Rápidamente logré que la mayor de ellas (y quizás por la experiencia que brinda la edad, la más arpía) me aborrezca profundamente pero tenía la suerte de tenerla a unos 4 escritorios de distancia, lo cual debilitaba sensiblemente el poder de su lengua (algo así como el talón de Aquiles en aquel género). Luego de varias sesiones de inquisición en las cuales llegaron a preguntarme hasta el nombre de mi primera maestra del jardín, logré distinguir (al menos) dos grupos bastante diferenciados y poco homogéneos en sí mismos aunque bastante similares en cuanto a su comportamiento: no pasaba un momento en el cual alguna de ellas no se refiriera despectivamente a algun miembro del otro grupo. Los temas eran tan variados que rozaban lo grotesco: desde el color de uñas hasta la forma de trabajar, pasando por sus parejas, cortes de pelo, parecido físico o lo que les venga en gana.

Ante esta situación y viendo el tanteo de ambos grupos para captar más adeptos a la secta decidí que, mientras de un lado beso el anillo de la mano de Dios, del otro lado pacto a diario con el diablo. Claramente esta neutralidad (aunque para muchos no sea más que una forma de manifestarme como un cagón) no es más que una de las infinitas formas de preservarme, instinto de supervivencia dirían algunos…

Al fin y al cabo, no hay muchas formas de convivir en un territorio donde, de un lado habitan enormes y gordas serpientes y, del otro, hambrientas y traicioneras hienas.

Como yo mismo diría, aunque en otro momento… C’est la vie.

6 comentarios »

  1. Qué tema interesante es el laburo y la convivencia!! Si bien creo que es verdad que en el mundillo de las mujeres la disputa es más fuerte, no quedan excluídos los caballeros que buen uso de su lengua también hacen. Excelente reflexión, muy buena.

    comentario por Daniel — Febrero 3, 2008 @ 12:20 am

  2. Mujeres…

    Es mejor decir todo que sí, agachar la cabeza y alienarse. Es imposible ganarles, son mayoría y muchas veces tienen el don de joder la paciencia mas sólida.

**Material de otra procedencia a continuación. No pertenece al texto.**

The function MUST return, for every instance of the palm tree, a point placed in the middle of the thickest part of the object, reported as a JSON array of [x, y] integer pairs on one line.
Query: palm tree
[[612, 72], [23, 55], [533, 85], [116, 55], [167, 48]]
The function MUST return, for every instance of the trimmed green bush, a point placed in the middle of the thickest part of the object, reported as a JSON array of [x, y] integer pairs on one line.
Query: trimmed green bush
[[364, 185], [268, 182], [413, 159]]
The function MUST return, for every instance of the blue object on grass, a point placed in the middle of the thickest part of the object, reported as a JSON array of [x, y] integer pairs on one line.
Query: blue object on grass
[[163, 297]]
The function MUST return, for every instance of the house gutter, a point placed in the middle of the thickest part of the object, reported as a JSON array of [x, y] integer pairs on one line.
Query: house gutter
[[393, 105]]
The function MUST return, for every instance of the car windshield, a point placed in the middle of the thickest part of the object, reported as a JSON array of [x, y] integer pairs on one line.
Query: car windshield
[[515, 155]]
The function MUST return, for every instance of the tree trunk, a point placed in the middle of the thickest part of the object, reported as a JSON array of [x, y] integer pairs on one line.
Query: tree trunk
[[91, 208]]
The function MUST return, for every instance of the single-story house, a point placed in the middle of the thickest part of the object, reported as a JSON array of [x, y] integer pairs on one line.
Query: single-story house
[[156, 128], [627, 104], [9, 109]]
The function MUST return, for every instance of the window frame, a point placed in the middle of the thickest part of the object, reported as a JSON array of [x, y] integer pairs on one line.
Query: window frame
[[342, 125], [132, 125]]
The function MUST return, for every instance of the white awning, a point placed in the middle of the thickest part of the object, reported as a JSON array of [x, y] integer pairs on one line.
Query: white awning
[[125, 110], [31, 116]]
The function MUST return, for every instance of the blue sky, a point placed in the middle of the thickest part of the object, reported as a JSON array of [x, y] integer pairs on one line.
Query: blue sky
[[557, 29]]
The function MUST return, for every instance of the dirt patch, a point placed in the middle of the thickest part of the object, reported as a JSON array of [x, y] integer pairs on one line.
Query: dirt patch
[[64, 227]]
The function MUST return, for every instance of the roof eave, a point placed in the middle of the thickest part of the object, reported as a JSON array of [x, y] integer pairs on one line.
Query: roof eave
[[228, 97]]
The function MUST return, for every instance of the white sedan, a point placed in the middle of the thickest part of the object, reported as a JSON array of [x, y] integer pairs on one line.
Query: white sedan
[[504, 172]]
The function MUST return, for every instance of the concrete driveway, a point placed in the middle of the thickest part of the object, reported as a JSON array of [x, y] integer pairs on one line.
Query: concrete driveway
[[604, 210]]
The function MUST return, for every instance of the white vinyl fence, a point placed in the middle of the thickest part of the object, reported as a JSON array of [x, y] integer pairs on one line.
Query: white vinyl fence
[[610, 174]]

    comentario por Maxi — Febrero 4, 2008 @ 1:33 am

  3. No sé por qué siempre se habla de si el hombre y la mujer pueden o no ser amigos y nunca de si las mujeres pueden ser amigas… como bien dices se pelean siempre entre ellas peor a al vez se llevan bien, es una cosa extraña y yo, como mujer, participo en el juego

    comentario por Medea — Febrero 4, 2008 @ 2:26 am

  4. Es un territorio bastante competitivo el tema de la amistad de las mujeres por lo que pude conocer. A mi modo de ver la competencia no es compatible con la amistad… y creo que así vemos un poco los hombres las relaciones entre femmes.

    comentario por prometevs — Febrero 4, 2008 @ 3:04 am

  5. Cagón es el que se inclina por alguno de los dos bandos. Sabia es la decisión de mantener la neutralidad en un lugar tan horrible como ese, algo parecido al noveno anillo del infierno de Dante.

    comentario por cebolla — Junio 26, 2008 @ 3:38 am

  6. Soy mujer, y tengo un cargo directivo dentro de la empresa, es cierto que entre mujeres es muy díficil trabajar. Se compite; la inteligencia, la capacidad, los hijos, la ropa, el maquillaje, el cuerpo, todo es motivo para competir, lamentablemente siempre hay “una” que inicia el fuego y todas nos terminamos enganchando en esa competencia.